The Caixin PMI readings generally reflect smaller private companies in the People’s Republic, while Beijing’s official measures are seen as representing large, state-affiliated industry.
Craig Botham at Pantheon said restrictions aimed at bringing China’s worst Covid outbreak since early 2020 were “exacting a heavy toll” on the economy.
“Worse is likely to come for China’s PMIs,” he said.
“Not only do infections continue to rage, but Omicron has reportedly resurfaced in Shenzhen, suggesting the city may have been too hasty in relaxing its controls, and acting as a warning to other regions of China, which will now likely pursue existing stringent measures for longer.”

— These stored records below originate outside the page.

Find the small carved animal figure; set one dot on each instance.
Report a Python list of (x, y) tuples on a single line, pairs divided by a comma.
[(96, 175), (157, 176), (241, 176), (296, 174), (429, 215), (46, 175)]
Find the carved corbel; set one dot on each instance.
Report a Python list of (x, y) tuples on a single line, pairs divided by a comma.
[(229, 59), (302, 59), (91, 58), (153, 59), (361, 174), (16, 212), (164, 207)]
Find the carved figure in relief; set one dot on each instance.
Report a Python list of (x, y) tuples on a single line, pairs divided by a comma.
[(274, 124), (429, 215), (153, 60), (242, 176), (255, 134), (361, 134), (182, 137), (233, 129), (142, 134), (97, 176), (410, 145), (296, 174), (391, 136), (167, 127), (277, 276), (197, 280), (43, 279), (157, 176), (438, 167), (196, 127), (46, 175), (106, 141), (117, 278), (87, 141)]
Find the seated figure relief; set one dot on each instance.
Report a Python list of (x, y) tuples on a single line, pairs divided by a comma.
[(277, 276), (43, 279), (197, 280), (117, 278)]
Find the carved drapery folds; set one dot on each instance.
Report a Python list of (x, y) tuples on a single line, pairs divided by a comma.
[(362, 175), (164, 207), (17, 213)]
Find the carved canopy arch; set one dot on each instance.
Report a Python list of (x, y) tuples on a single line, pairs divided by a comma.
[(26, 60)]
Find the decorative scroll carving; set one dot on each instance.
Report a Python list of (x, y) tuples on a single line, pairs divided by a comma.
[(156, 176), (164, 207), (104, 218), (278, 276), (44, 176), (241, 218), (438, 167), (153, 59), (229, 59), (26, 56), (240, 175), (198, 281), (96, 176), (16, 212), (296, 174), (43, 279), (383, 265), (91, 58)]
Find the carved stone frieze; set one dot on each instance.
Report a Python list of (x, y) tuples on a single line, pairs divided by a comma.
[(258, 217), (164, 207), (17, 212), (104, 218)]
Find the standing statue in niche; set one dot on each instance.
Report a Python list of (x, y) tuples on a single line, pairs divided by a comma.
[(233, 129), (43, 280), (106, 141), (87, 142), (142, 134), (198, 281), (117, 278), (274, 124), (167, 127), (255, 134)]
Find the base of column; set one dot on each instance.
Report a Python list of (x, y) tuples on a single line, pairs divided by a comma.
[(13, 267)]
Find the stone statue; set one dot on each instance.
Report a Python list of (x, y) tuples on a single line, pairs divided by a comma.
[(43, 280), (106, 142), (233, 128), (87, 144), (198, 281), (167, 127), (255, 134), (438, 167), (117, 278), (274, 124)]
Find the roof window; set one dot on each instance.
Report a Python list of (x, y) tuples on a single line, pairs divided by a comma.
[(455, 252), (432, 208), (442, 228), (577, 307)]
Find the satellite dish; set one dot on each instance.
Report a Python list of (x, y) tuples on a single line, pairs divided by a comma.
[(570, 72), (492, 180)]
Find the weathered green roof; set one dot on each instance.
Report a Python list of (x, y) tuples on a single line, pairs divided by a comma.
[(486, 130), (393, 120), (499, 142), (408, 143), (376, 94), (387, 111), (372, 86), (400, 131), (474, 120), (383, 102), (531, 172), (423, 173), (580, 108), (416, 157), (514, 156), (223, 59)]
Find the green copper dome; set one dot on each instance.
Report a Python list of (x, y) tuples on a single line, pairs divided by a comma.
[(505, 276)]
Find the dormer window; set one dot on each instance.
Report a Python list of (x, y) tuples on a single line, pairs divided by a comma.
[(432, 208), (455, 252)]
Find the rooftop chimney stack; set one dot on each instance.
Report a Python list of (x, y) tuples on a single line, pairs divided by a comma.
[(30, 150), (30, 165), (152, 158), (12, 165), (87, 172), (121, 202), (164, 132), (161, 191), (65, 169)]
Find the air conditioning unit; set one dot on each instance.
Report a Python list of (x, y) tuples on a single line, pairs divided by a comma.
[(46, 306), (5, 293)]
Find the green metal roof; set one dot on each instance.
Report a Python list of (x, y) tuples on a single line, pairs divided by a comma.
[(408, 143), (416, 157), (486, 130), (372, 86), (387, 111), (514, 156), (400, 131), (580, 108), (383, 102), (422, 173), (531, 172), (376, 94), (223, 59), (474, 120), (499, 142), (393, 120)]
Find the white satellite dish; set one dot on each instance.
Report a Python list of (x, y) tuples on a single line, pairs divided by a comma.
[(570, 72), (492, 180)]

South Korea’s Kospi slipped 0.65% to 2,739.85, while the Hang Seng Index in Hong Kong eked out gains of 0.19% to 22,039.55.
Chinese tech names were in focus in the special administrative region, with the Hang Seng Tech Index ending the day down 0.74%.
Among the major players in the sector, Alibaba Group was down 2.14%, Baidu tumbled 4.45% and JD.com was off 2.14%, although Tencent Holdings rose 1.23%.
The embattled property sector was also being closely watched, with Kaisa Group and Sunac China both suspended from trading after missing their deadlines for annual results.
Seoul’s blue-chip technology stocks were on the back foot, with Samsung Electronics down 0.72% and SK Hynix losing 1.69%.
Oil prices were higher as the region entered the weekend, with Brent crude futures last up 0.37% on ICE at $105.10 per barrel, and West Texas Intermediate ahead 0.08% on NYMEX at $100.36.
In Australia, the S&P/ASX 200 slipped 0.08% to 7,493.80, while across the Tasman Sea, New Zealand’s S&P/NZX 50 lost 0.17% to 12,089.43.
The down under dollars were in a mixed state against the greenback, with the Aussie last 0.37% stronger at AUD 1.3312, while the Kiwi weakened 0.01% to NZD 1.4423.